Rzhetsky A, Gomez S M
Columbia Genome Center, Columbia University, New York, NY 10032, USA.
Bioinformatics. 2001 Oct;17(10):988-96. doi: 10.1093/bioinformatics/17.10.988.
Current growth in the field of genomics has provided a number of exciting approaches to the modeling of evolutionary mechanisms within the genome. Separately, dynamical and statistical analyses of networks such as the World Wide Web and the social interactions existing between humans have shown that these networks can exhibit common fractal properties-including the property of being scale-free. This work attempts to bridge these two fields and demonstrate that the fractal properties of molecular networks are linked to the fractal properties of their underlying genomes.
We suggest a stochastic model capable of describing the evolutionary growth of metabolic or signal-transduction networks. This model generates networks that share important statistical properties (so-called scale-free behavior) with real molecular networks. In particular, the frequency of vertices connected to exactly k other vertices follows a power-law distribution. The shape of this distribution remains invariant to changes in network scale: a small subgraph has the same distribution as the complete graph from which it is derived. Furthermore, the model correctly predicts that the frequencies of distinct DNA and protein domains also follow a power-law distribution. Finally, the model leads to a simple equation linking the total number of different DNA and protein domains in a genome with both the total number of genes and the overall network topology.

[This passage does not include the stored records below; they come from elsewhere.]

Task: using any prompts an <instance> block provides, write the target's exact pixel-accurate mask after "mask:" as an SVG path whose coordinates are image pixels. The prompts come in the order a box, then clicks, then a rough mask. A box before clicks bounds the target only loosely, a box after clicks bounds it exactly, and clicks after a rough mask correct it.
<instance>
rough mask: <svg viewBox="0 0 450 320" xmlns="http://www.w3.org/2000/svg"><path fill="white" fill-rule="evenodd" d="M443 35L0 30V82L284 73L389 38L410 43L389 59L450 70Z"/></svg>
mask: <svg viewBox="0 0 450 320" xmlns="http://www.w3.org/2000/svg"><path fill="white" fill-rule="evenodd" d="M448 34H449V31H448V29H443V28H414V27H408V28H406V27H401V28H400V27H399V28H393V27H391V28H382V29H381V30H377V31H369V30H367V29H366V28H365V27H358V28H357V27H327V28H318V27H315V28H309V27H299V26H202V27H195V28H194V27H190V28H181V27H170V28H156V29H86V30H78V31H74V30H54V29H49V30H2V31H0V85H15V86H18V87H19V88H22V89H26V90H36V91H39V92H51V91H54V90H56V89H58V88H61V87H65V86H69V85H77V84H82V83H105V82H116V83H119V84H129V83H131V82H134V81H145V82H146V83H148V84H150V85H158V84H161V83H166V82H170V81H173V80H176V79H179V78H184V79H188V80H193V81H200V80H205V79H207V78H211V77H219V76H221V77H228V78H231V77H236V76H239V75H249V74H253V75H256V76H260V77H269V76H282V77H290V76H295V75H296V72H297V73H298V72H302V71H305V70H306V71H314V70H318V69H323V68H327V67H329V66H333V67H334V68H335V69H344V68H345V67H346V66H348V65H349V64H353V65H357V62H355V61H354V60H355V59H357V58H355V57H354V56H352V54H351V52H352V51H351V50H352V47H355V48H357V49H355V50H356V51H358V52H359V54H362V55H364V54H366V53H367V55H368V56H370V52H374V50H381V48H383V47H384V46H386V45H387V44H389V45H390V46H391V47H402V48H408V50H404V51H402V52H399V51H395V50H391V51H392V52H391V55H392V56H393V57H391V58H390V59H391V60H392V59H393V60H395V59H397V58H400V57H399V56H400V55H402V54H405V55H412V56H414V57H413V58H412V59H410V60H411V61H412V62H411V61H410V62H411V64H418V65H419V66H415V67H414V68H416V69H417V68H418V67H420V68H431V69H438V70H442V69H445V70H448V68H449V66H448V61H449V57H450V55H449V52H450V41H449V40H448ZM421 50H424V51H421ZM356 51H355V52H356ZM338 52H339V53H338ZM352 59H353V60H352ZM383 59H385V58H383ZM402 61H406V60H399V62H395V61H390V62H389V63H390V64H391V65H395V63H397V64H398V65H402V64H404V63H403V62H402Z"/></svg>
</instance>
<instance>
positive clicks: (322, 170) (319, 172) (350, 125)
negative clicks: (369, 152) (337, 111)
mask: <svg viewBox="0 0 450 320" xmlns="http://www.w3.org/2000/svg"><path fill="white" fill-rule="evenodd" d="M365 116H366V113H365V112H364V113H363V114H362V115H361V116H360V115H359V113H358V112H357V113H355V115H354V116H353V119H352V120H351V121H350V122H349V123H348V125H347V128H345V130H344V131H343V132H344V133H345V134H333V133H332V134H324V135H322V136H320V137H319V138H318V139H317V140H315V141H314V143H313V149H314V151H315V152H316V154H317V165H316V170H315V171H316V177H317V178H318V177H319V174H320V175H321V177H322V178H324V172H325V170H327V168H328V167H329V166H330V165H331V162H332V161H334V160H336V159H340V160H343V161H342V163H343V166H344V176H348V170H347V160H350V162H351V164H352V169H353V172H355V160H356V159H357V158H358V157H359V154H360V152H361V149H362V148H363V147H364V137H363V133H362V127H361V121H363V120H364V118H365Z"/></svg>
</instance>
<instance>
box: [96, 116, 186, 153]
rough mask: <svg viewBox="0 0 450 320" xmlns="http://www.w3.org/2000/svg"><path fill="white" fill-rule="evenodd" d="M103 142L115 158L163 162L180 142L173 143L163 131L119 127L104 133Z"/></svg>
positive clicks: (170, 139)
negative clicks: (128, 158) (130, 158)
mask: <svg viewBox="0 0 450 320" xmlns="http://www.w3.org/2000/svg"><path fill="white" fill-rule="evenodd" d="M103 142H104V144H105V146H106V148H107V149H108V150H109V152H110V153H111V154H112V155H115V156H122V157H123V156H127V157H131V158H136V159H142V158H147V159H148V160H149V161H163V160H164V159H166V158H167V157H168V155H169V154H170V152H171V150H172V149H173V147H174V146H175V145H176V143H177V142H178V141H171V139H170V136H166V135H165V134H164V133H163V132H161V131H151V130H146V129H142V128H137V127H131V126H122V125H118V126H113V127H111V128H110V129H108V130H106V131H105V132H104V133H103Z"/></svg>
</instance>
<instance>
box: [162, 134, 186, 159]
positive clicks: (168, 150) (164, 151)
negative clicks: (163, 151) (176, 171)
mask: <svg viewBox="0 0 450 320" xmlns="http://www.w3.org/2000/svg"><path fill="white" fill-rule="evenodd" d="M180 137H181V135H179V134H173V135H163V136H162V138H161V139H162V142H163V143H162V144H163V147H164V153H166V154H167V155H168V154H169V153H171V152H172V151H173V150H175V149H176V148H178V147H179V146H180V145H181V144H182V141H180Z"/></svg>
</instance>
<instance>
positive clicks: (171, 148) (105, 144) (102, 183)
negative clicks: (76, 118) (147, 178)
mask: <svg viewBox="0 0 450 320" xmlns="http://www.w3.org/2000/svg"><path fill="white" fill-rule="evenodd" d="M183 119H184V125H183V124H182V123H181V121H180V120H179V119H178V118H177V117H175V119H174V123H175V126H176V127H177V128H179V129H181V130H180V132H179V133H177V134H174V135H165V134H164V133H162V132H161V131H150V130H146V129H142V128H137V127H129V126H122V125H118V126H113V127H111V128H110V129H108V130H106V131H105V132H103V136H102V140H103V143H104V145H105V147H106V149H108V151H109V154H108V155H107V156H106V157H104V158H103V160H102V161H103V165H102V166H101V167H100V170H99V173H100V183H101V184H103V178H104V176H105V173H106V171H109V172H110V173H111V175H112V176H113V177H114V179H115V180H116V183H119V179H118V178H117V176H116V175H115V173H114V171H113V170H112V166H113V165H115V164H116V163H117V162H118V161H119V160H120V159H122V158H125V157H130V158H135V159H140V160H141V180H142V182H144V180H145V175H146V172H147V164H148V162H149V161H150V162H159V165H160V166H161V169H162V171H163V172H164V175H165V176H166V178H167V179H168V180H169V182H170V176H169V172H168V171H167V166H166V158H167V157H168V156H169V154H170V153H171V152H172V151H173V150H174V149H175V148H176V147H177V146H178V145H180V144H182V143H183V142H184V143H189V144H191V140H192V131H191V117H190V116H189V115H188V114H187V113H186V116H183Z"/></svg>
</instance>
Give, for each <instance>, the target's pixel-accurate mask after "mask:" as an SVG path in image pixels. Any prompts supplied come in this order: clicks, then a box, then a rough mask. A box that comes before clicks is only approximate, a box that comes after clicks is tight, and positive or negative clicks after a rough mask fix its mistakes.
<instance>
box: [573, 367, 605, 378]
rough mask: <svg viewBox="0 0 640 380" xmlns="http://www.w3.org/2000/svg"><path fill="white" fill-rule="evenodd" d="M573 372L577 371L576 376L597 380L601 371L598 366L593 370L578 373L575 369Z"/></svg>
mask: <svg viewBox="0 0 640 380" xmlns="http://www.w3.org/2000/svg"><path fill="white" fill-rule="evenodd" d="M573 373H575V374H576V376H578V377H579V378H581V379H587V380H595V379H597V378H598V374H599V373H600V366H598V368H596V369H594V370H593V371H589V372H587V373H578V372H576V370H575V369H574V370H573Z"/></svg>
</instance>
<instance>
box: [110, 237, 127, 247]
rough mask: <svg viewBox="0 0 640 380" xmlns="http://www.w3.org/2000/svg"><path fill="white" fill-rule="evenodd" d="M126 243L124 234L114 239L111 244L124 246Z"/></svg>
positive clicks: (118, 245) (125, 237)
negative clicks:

MatLab (MathWorks, Inc.) programs described in this manuscript are available on request from the authors.
基因组学领域当前的发展为基因组内进化机制建模提供了许多令人兴奋的方法。另外,对诸如万维网和人类之间存在的社会互动等网络的动力学和统计分析表明,这些网络可以表现出共同的分形特性,包括无标度特性。这项工作试图在这两个领域之间架起桥梁,并证明分子网络的分形特性与其基础基因组的分形特性相关联。
我们提出了一个能够描述代谢或信号转导网络进化生长的随机模型。该模型生成的网络与真实分子网络具有重要的统计特性(所谓的无标度行为)。特别是,与恰好k个其他顶点相连的顶点的频率遵循幂律分布。这种分布的形状在网络规模变化时保持不变:一个小子图与从中导出它的完整图具有相同的分布。此外,该模型正确地预测了不同DNA和蛋白质结构域的频率也遵循幂律分布。最后,该模型得出了一个简单的方程,将基因组中不同DNA和蛋白质结构域的总数与基因总数和整体网络拓扑结构联系起来。
本文描述的MatLab(MathWorks公司)程序可应作者要求提供。